A nurse comes to make her rounds, and the friend introduces the narrator as “the Best Friend”. There is a feeling within the narrator. Of joy and intimacy. Using “the” in place of “my” shows a solid bond between them; that her friend and the nurse had shared stories about her. She thinks whether the nurse might see her as weird — why it took her so much time to visit the hospital. Her friend has been there for two months. The drive was not so far, but that was her first visit.

The narrator recollects the memory of a friend who works at the mortuary and talks a lot about his experiences. On the sickbed, the friend toys with the concept of suicide and Elizabeth Kubler-Ross’s five stages of grief. She requests for the end of the chimp story. The narrator does not give an answer. Her friend asks for another story about any animal. She proposes seeing-eye dogs. The narrator jokes with this by saying “hearing-ear dogs”. The friend laughs.

A doctor appears. It is The Good Doctor, as opposed to The Bad Doctor.

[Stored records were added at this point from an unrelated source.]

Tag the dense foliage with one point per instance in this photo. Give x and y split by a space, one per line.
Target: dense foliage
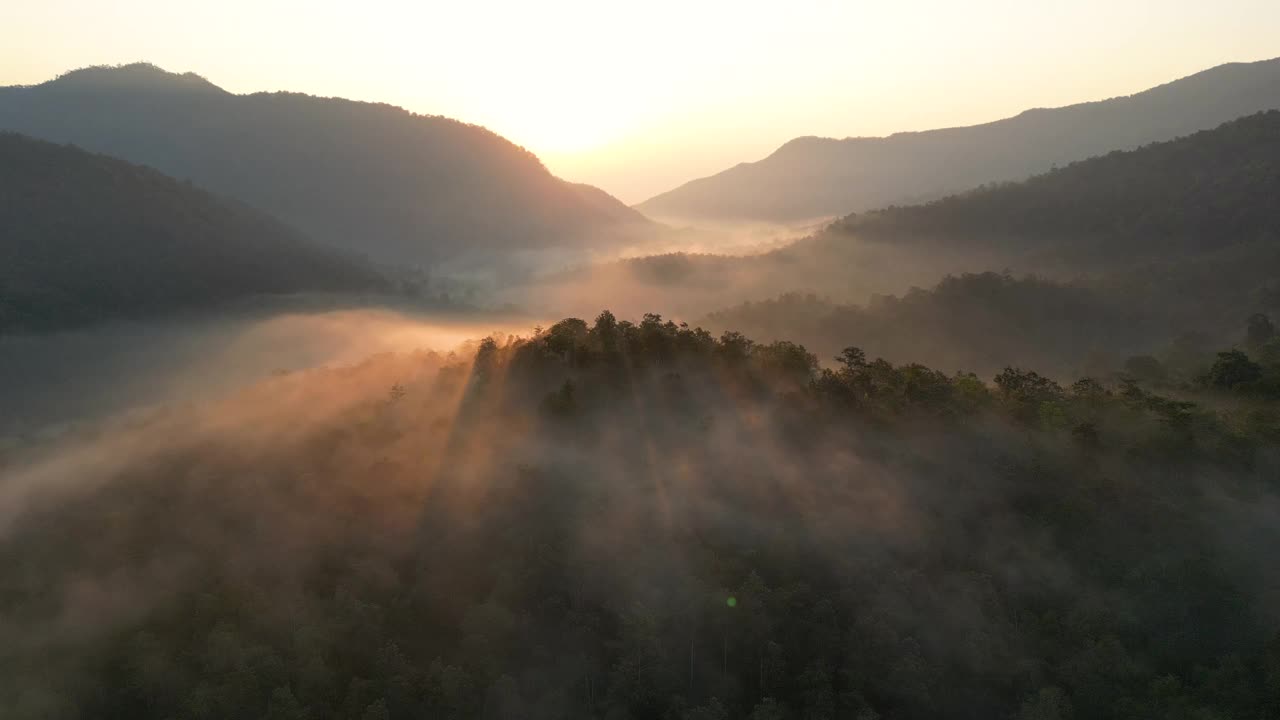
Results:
620 519
86 237
359 176
976 322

The latter is businesslike and hardly jokes around while the former is friendly. The narrator leaves. When she returns, they have placed a second bed close to the patient. She learns that her friend wants her beside her. She read to her about the trivia section in the day’s paper. Later, the narrator goes downstairs to get food. When she gets back, they lie on the beds, their feet intertwined, and their hearts beating in unison. The narrator misses her friend already.

They fall asleep and, when they awake, the narrator says she has to depart. Yet, she does not set a time for her return. This upset her friend and, in anger, she hastens out of bed, leaves the room, causing confusion in the hallway. The narrator goes outside to see two nurses rubbing her friend’s back to soothe her.

The story forwards to after her friend has died and is buried in the same funeral grounds as Al Jolson. The narrator promises to enroll in a class to quell her worst fear—aerophobia—fear of flying. She is also scared of earthquakes. She remembers the trivia and how her friend’s death unfolded and debates how she will tell or alter the story for others. She might tell them she stayed through the night.

Most stories are a product of writing prompts. “In the Cemetery Where Al Jolson Is Buried” is a short story Amy Hempel wrote, as part of a fiction-writing workshop that responded to a writing prompt to tell a tale of “the thing you will never live down.” It is like a semi-autobiography. The author dedicates it to Jessica Wolfson“In The Cemetery Where Al Jolson Is Buried” Summary, a friend of hers who died of a terminal illness.